Le Brésil a été confronté à une tentative de coup d’Etat de la part de militants pro-Bolsonaro dimanche 8 janvier. Hervé Théry, géographe spécialiste du Brésil et professeur à l’université de Sao Paulo, a répondu aux interrogations de La Dépêche sur un évènement rappelant l’assaut du Capitole aux Etats-Unis, perpétré par des parisans de Trump le 6 janvier 2021.
La Dépêche du Midi : Est-ce qu’un tel coup de force de la part des pro-Bolsonaro était prévisible ?
Cela faisait plusieurs jours que les bolsonaristes campaient devant les casernes pour supplier l’armée d’intervenir, il y avait donc un risque que ça dégénère. Mais l’insurrection intervient après la prise de pouvoir de Lula, je pense que la garde du gouvernement était baissée devant un coup de force tardif et qui apparaît comme une immense bêtise stratégique.
Lula a de son côté eut l’air surpris mais a sorti un décret tout préparé, assez long, de plusieurs dizaines de pages. Donc le gouvernement a probablement préparé quelque chose en amont, au cas où.
Les manifestants ont pu pénétrer très facilement dans les lieux visés… quelle a été la réaction de la police, qui a semblé attentiste ?
On parle ici de la police militaire du district fédéral de Brasilia, donc une gendarmerie locale. Son patron, le secrétaire de la sécurité publique du district fédéral de Brasilia Anderson Torres, est un bolsonariste qui a été suspendu. La réaction de cette gendarmerie a été rapide, ils ont tout simplement battu en retraite.
Une centaine de bus de manifestants est également arrivée dans la capitale, la police les a laissé passer, voire a escorté certains bus, on peut donc parler d’une certaine connivence. Il faut aussi noter qu’Anderson Torres était hier en vacances à Orlando, où se trouve Bolsonaro, au moment de l’insurrection, selon des médias brésiliens.
L’armée est-elle intervenue de son côté ?
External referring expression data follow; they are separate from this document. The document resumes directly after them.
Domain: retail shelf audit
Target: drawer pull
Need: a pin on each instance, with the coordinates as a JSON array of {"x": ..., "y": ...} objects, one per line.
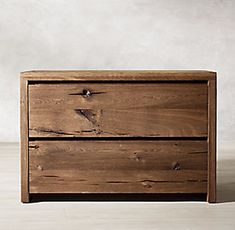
[
  {"x": 176, "y": 166},
  {"x": 86, "y": 93}
]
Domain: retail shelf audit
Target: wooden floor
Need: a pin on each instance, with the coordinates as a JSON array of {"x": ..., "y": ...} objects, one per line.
[{"x": 115, "y": 215}]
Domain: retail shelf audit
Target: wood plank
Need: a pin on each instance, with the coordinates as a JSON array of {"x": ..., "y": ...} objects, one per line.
[
  {"x": 120, "y": 109},
  {"x": 211, "y": 196},
  {"x": 118, "y": 166},
  {"x": 24, "y": 140},
  {"x": 120, "y": 75}
]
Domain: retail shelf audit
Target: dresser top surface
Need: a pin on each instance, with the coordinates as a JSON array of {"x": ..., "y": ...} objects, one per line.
[{"x": 118, "y": 75}]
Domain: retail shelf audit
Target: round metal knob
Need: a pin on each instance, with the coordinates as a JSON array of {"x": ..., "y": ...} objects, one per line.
[
  {"x": 176, "y": 166},
  {"x": 86, "y": 93}
]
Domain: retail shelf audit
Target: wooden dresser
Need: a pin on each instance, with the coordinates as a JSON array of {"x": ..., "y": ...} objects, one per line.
[{"x": 118, "y": 132}]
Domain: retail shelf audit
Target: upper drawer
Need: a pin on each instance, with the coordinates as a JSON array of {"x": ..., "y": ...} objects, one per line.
[{"x": 165, "y": 109}]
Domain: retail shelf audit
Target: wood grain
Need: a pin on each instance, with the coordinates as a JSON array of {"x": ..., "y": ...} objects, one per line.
[
  {"x": 24, "y": 127},
  {"x": 120, "y": 109},
  {"x": 119, "y": 75},
  {"x": 118, "y": 166},
  {"x": 211, "y": 196}
]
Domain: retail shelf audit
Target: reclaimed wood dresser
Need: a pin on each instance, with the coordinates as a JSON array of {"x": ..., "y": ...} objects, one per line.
[{"x": 118, "y": 132}]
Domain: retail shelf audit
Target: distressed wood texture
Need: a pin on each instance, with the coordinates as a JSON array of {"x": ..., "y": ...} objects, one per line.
[
  {"x": 118, "y": 109},
  {"x": 24, "y": 129},
  {"x": 119, "y": 75},
  {"x": 211, "y": 196},
  {"x": 118, "y": 166}
]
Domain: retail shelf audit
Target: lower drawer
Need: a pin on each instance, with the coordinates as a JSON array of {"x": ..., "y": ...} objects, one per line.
[{"x": 117, "y": 166}]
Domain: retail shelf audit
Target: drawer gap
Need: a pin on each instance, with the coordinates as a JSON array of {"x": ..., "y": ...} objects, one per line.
[{"x": 117, "y": 138}]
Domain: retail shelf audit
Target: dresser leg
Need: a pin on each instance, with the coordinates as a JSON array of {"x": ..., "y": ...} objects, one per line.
[{"x": 25, "y": 198}]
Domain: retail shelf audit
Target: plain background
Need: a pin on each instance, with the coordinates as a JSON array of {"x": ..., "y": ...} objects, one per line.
[{"x": 116, "y": 34}]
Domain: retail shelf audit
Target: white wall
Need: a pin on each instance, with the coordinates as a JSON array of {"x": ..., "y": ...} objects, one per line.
[{"x": 116, "y": 34}]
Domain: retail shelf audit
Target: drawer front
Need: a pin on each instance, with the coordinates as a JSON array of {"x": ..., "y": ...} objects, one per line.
[
  {"x": 118, "y": 109},
  {"x": 118, "y": 166}
]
Le nouveau ministre de la défense a réagi très vite et a cherché à savoir quelles unités pourraient intervenir : 2 500 soldats stationnés dans la capitale auraient pu être engagés, mais ne sont pas intervenus. L’institution militaire a donc strictement suivi la loi, alors que les manifestants demandent son intervention depuis la défaite de Bolsonaro.
On a l’impression que le mouvement était organisé avec l’invasion de trois lieux de pouvoir, mais également en pleine improvisation, puisque Lula ainsi que les députés étaient absents. Qu’en est-il ?
Il y a un côté très “pieds nickelés”, avec des manifestants peu préparés. Les bolsonaristes ont essayé de reproduire l’insurrection du Capitole aux Etats-Unis. Mais l’insurrection du 6 janvier intervenait avant la prise de fonction de Biden, et visait à prendre en otage des députés.
Bolsonaro lui-même copie Trump de A à Z, il a aussi dénoncé des fraudes, contesté le résultat… Il s’est comporté comme une copie minable de l’ex-président américain. On peut citer Marx qui reprend une phrase d’Hegel : l’histoire se répète deux fois, la première fois comme une grande tragédie, la seconde fois comme une farce.
Cette tentative de coup d’Etat va-t-elle mettre fin au bolsonarisme ou le Brésil restera-t-il divisé ?
Je pense que Lula va en sortir renforcé. Les pro-Bolsonaro les plus fanatiques vont continuer à résister, mais les autres prennent leur distance. Bolsonaro a déjà changé deux fois de parti pendant son mandat. Et son parti actuel, le parti libéral, le largue. On cite beaucoup l’expression “un enfant laid n’a pas de père” en ce moment : personne ne veut s’associer à un tel échec.